Monorepos are great... but only if you can invest in the tooling scale to handle them, and most companies can't invest in that like Google can. Hyrum Wright class tooling experts don't grow on trees.
You don't need google scale tooling to work with a mono repo until you are actually at google scale. Gluing together a bunch of separate repos isn't exactly free either. See, for example, the complicated disaster Amazon has with brazil.
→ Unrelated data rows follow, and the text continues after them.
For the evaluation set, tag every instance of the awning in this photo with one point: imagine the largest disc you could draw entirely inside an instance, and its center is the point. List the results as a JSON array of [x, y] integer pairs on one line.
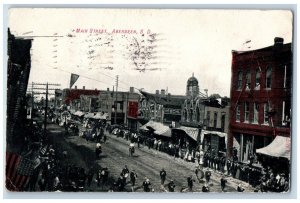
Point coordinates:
[[79, 113], [280, 147], [191, 132], [89, 115], [159, 128], [206, 132], [101, 116]]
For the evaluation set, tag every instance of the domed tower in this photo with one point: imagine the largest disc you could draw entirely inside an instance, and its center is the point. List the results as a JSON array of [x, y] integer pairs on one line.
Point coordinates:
[[192, 87]]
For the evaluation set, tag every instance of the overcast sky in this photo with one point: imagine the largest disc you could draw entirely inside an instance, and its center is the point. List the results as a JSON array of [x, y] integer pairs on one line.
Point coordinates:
[[174, 44]]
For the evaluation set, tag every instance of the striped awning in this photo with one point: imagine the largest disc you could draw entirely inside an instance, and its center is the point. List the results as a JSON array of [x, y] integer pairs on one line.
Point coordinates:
[[159, 128], [191, 132], [208, 132], [279, 147]]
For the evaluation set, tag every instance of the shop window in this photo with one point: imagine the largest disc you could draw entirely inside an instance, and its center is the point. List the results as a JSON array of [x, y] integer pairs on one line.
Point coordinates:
[[248, 79], [269, 77], [257, 79], [266, 113], [255, 112], [215, 119], [240, 80], [238, 113], [246, 118], [208, 118]]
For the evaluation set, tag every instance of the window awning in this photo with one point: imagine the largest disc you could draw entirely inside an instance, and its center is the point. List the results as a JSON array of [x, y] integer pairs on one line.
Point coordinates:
[[79, 113], [206, 132], [191, 132], [159, 128], [101, 116], [279, 147], [89, 115]]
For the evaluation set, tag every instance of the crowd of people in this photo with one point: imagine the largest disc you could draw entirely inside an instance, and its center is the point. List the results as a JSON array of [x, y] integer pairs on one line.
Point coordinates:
[[208, 161]]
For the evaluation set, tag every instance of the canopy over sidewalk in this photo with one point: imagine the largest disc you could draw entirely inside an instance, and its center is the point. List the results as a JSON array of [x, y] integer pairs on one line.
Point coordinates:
[[158, 128], [101, 116], [280, 147], [191, 132]]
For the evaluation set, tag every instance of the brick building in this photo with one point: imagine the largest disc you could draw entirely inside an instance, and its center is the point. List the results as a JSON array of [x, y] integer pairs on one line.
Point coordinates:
[[260, 98]]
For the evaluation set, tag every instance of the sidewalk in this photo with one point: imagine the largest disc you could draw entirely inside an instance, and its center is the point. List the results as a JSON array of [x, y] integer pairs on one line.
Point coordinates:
[[232, 182]]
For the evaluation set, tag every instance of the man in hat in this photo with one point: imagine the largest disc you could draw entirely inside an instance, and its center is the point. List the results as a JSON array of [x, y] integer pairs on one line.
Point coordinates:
[[171, 186], [223, 183], [190, 183], [207, 176], [240, 188], [147, 185], [163, 175], [133, 177], [205, 188]]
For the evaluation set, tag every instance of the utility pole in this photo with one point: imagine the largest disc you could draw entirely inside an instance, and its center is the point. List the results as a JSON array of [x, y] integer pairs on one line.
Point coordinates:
[[46, 93], [46, 109], [117, 81]]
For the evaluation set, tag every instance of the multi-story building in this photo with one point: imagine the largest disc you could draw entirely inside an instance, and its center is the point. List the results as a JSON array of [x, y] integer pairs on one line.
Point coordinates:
[[260, 98], [71, 97], [204, 119], [18, 70], [119, 106]]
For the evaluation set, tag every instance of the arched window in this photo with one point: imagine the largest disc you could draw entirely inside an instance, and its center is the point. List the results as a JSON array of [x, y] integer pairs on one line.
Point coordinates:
[[197, 114], [184, 115], [257, 79], [191, 115], [248, 79], [240, 79], [269, 77]]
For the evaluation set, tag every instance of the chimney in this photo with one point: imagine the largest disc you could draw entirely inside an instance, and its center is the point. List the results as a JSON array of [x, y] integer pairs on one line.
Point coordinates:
[[131, 90], [278, 42]]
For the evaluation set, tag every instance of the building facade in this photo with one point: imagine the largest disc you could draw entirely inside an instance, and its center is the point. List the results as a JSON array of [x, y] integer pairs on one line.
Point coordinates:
[[18, 70], [260, 98]]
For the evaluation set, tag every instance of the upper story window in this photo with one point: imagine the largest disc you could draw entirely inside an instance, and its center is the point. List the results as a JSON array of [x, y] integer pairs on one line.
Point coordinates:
[[246, 118], [255, 112], [268, 77], [208, 118], [257, 79], [215, 119], [248, 79], [266, 113], [238, 113], [240, 80]]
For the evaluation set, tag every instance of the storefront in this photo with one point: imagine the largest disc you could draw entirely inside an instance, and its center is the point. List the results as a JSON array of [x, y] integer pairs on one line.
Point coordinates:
[[214, 141]]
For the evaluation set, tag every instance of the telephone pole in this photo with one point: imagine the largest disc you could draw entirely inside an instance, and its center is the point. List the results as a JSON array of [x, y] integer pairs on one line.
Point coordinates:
[[46, 88], [117, 81]]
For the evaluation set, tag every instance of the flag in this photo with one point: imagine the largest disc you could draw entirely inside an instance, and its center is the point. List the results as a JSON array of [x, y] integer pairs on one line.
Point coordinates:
[[18, 172], [74, 78]]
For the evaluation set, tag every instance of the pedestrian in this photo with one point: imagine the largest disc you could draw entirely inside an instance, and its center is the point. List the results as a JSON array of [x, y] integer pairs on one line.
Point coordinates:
[[104, 138], [121, 182], [147, 185], [199, 173], [90, 176], [207, 176], [240, 188], [205, 188], [42, 184], [190, 183], [133, 177], [163, 175], [223, 183], [171, 186]]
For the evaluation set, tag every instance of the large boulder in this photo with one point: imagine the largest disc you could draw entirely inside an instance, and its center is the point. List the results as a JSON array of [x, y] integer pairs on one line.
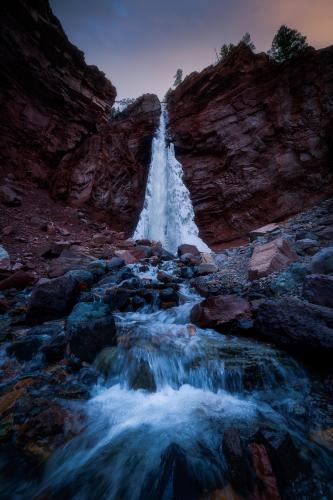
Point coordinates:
[[296, 325], [322, 262], [89, 328], [52, 299], [220, 312], [185, 248], [270, 257], [318, 289]]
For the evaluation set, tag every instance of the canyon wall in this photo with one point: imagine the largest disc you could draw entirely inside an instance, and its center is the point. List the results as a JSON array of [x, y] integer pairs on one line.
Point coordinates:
[[255, 139], [109, 170], [50, 98]]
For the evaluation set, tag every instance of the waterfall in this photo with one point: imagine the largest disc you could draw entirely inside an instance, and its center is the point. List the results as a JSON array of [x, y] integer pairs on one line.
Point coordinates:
[[167, 214]]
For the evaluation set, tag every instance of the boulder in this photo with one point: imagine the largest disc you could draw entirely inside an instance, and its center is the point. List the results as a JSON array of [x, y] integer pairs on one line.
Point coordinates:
[[69, 259], [24, 349], [318, 289], [220, 312], [191, 249], [52, 299], [270, 257], [9, 197], [19, 280], [4, 259], [267, 230], [322, 261], [204, 269], [89, 328], [296, 325]]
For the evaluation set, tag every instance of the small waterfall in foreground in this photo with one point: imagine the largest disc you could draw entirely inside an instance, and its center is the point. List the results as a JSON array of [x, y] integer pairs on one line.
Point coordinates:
[[167, 214]]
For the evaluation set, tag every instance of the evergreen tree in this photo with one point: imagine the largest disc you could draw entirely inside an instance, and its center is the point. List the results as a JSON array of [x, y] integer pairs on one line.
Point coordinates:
[[228, 48], [178, 77], [287, 44]]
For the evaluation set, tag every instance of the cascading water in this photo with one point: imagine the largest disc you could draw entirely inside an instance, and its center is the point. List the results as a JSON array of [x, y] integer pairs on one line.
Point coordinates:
[[168, 396], [167, 215]]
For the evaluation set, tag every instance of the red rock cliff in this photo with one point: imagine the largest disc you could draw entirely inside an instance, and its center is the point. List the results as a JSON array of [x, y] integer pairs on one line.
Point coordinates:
[[109, 170], [255, 139], [50, 98]]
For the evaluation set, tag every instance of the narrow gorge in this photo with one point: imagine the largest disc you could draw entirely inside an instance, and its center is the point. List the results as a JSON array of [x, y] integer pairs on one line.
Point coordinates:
[[166, 275]]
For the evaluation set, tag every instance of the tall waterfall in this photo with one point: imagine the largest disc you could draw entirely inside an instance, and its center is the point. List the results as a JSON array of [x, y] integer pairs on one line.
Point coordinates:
[[167, 214]]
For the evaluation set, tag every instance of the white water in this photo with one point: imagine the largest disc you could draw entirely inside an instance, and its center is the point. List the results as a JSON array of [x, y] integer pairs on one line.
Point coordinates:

In the limit, there are only two options:
1. All code lives one repo
2. Every function/class/entity lives in its own repo
with a third state in between
3. You accept code duplication
This compromise state where some code duplication is (maybe implicitly) acceptable is what most people have in mind with a poly-repo.
The problem though is that (3) is not a stable equilibrium.
Most engineers have such a kneejerk reaction against code duplication that (3) is practically untenable. Even if your engineers are more reasonable, (3) style compromise means they constantly have to decide "should this code from package A be duplicated in package B, or split off into a new smaller package C, which A and B depend on". People will never agree on the right answer, which generates discussion and wastes engineering time. In my experience, the trend is almost never to combine repos, but always to generate more and more repos.
The limiting case of a mono repo (which is basically it's natural state) is far more palatable than the limiting case of poly-repo.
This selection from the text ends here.